Le dossier européen s’ajoute désormais à la liste. Avant Noël, le Conseil fédéral a décidé d’ouvrir une consultation sur le projet d’accord-cadre institutionnel. «Mais il a laissé plein de questions ouvertes. Il doit nous dire ce que coûte l’acceptation et le rejet de cet accord. Nous devons disposer rapidement d’un plan précis pour cette consultation. J’attends davantage de leadership de la part de l’autorité collégiale», demande-t-il. «Le Conseil fédéral doit être plus actif. Il a mis en ligne le texte de l’accord. C’est bien, mais il ne nous a encore transmis aucune proposition formelle. Sa manière de communiquer n’a pas créé les meilleures conditions pour mener un débat intérieur constructif. J’attends de lui un engagement plus ferme que durant la deuxième moitié de l’année 2018», complète le chef du groupe parlementaire, Filippo Lombardi.
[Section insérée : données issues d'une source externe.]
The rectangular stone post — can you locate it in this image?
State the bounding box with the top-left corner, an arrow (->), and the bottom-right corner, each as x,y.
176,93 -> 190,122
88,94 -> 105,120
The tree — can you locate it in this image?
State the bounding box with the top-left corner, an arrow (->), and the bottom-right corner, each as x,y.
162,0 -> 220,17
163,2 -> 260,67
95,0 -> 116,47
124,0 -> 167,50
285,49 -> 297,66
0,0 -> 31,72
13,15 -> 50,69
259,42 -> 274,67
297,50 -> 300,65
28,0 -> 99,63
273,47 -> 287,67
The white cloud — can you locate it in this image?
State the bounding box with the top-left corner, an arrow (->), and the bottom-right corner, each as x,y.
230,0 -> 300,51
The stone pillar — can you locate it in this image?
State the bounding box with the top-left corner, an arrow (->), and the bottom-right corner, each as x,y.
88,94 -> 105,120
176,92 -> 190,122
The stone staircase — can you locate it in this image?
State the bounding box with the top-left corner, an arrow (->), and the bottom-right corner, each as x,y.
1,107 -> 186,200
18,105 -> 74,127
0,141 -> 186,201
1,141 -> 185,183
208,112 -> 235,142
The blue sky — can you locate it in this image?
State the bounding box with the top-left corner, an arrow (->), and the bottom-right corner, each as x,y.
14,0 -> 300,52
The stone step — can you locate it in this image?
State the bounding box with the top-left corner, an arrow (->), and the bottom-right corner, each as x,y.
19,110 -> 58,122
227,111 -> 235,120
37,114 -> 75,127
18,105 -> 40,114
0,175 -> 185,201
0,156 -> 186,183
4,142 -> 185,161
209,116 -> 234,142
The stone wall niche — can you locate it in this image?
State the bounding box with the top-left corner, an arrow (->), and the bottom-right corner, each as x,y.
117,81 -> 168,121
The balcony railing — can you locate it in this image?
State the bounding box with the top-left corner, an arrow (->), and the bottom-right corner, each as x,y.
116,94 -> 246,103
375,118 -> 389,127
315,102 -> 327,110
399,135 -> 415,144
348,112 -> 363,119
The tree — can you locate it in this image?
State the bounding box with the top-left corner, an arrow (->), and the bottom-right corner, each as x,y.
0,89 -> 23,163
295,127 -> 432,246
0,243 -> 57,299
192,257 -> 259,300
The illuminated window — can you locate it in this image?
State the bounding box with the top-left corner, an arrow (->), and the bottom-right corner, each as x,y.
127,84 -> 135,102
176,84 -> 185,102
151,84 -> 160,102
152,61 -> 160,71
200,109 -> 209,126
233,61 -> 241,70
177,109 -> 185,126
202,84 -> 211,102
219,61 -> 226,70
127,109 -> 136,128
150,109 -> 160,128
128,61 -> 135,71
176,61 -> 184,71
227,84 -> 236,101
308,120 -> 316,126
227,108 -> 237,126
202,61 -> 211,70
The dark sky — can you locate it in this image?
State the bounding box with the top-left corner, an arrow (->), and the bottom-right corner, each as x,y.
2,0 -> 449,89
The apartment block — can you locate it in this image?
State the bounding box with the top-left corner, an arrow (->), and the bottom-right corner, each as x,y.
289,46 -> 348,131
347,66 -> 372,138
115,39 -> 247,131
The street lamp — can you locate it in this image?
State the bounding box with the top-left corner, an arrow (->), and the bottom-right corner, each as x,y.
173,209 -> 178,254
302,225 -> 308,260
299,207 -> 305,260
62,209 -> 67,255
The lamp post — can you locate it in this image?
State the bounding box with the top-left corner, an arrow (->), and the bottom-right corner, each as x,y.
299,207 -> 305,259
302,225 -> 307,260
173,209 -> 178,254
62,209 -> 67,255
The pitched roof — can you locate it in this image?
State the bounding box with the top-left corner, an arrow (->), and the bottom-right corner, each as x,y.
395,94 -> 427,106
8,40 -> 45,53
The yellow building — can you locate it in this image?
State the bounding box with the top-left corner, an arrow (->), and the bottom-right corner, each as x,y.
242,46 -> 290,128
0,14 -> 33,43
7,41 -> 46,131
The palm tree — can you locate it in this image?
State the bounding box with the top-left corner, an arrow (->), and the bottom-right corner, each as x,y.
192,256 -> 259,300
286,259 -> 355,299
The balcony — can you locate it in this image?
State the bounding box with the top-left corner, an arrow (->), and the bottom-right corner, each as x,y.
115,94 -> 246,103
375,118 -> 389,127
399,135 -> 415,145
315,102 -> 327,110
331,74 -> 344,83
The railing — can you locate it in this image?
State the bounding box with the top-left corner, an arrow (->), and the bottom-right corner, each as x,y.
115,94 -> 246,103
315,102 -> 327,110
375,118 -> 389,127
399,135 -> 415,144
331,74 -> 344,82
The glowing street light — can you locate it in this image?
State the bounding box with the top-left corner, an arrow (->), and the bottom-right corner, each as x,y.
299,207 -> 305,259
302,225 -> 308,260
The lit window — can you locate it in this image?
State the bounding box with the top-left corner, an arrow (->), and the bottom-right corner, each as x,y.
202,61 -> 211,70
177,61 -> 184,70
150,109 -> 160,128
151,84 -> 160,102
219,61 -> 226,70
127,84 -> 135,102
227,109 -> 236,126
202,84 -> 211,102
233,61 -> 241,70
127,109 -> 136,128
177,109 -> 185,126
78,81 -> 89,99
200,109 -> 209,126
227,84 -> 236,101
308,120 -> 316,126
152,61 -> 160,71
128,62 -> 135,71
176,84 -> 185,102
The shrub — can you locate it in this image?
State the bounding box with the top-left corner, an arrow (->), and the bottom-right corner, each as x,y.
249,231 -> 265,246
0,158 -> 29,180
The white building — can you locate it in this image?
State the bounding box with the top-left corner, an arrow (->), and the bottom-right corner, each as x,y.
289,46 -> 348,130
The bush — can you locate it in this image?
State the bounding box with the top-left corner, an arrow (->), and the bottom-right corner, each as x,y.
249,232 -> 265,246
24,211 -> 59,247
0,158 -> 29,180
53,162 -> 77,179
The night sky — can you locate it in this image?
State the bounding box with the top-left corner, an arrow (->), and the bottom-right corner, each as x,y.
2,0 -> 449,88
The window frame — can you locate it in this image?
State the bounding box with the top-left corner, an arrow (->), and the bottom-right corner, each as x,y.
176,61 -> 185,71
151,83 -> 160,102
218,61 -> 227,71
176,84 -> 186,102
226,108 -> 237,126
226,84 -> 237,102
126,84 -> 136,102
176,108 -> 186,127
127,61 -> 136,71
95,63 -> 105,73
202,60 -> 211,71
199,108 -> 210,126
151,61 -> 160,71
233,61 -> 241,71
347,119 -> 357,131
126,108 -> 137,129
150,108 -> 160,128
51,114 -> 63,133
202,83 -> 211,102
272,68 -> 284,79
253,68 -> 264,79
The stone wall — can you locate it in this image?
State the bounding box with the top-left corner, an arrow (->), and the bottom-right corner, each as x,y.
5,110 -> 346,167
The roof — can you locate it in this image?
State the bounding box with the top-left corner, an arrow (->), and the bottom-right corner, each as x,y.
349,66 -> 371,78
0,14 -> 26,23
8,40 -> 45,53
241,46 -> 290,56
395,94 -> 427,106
L’année 2018 a d’ailleurs été marquée par des décisions imposées par la majorité PLR-UDC du Conseil fédéral, puis cassées ensuite par les Chambres fédérales. Premier cas: le gouvernement a décidé de modifier les critères autorisant l’exportation de matériel de guerre à destination de certains pays, faisant naître la crainte que des armes suisses puissent être utilisées dans des conflits civils. A la suite de l’acceptation par le Conseil national d’une motion du PBD, le gouvernement a fait marche arrière. Deuxième cas: il voulait renoncer à ratifier le Traité sur l’interdiction des armes nucléaires. Mais les deux conseils ont accepté une motion de Carlo Sommaruga (PS/GE) qui l’invite à signer et à ratifier ce traité. Troisième cas: il a proposé de ne pas reconduire l’aide fédérale à l’accueil extra-familial des enfants. Mais le Conseil national et le Conseil des Etats ont pris une décision inverse: ils ont prolongé de quatre ans le programme fédéral d’impulsion et l’ont doté de 130 millions, ce qui permet de soutenir la création d’environ 60 000 places d’accueil.

Ignazio Cassis plus idéologique

Toutes ces décisions portent la marque du bloc PLR-UDC. Elles ont été possibles parce qu’Ignazio Cassis, qui a remplacé Didier Burkhalter à fin 2017, s’est montré plus idéologique que son prédécesseur neuchâtelois. Gerhard Pfister espère que l’arrivée de Karin Keller-Sutter fera souffler un esprit plus consensuel. Contrairement à Ignazio Cassis, à Johann Schneider-Ammann, à Guy Parmelin et à Ueli Maurer, elle apporte dans ses bagages son expérience de conseillère d’Etat (à Saint-Gall, de 2000 à 2012) et un sens plus affiné du compromis politique, qui devrait conduire le Conseil fédéral à se positionner plus clairement. La consultation sur le projet d’accord-cadre Suisse-UE constituera, de ce point de vue, un test majeur.